MEMPHIS, Tenn. — The restaurant industry believes they can provide safety and service.
But two federal judges just denied a group of restaurant and bar owners requests for a temporary restraining order against the Shelby County Health Department in an attempt to reopen their dining rooms.
These businesses were closed in mid-July because they technically sold more booze than food.
Jeannette Comans, the owner of Blind Bear in downtown, said her doors have been closed for weeks and she says offering takeout isn’t financially feasible.
“I have spent nine years of blood, sweat and tears to make it this far and for this just to end because they decide we don’t sell enough food, it’s not right,” she said.
This week, two federal judges denied requests from a group of 17 bar and restaurant owners in two different lawsuits for a temporary restraining order against the health department.
Both lawsuits claimed Health Directive No. 8, which closed 45 limited-service bars and restaurants across the county, wasn’t fair.
In his ruling, U.S. District Judge John Fowlkes, Jr. said the health department took into account bar outbreaks in other states when making their decision. He stated the group of restaurant owners was incorrect when it stated there wasn’t a conceivable rational basis for the directive. “Defendants do not have to set forth evidence or empirical data, but rather can rely upon rational speculation to support their decision,” he wrote in his opinion.
Additionally, the judge said the court recognizes the hardships imposed by the directive. “However Defendants’ decision to temporarily close plaintiffs is legally sound. What is legal may not always be fair, but legality must prevail over fairness,” said Fowlkes in the ruling.
But Comans still believes the ruling isn’t right.
“Let us be open like any other restaurant. Close by 10 p.m., only two hours, we were already doing all the things we needed to do to make sure it was safe and we’ll abide by all those rules. We just want to be open,” said Comans.
And now she isn’t sure how they will survive.

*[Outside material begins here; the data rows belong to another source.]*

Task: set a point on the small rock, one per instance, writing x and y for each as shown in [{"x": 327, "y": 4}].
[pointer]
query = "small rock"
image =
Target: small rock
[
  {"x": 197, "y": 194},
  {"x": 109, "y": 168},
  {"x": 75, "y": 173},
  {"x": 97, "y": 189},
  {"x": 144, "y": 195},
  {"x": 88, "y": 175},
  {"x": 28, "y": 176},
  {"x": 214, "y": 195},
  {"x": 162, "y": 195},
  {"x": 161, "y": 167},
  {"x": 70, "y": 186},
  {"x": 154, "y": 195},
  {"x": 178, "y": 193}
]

“I don’t know what everyone is going to do. I mean not joking if people have jobs tag me on Facebook and I’ll share it with my people because we all, I have to find someplace to work because someone has to support [Blind] Bear until we get open again,” she said.
Comans said some of the owners tried to talk with the health department about the directive before they filed the lawsuit, but she says they never got a response.
She said they may make another attempt to have a conversation.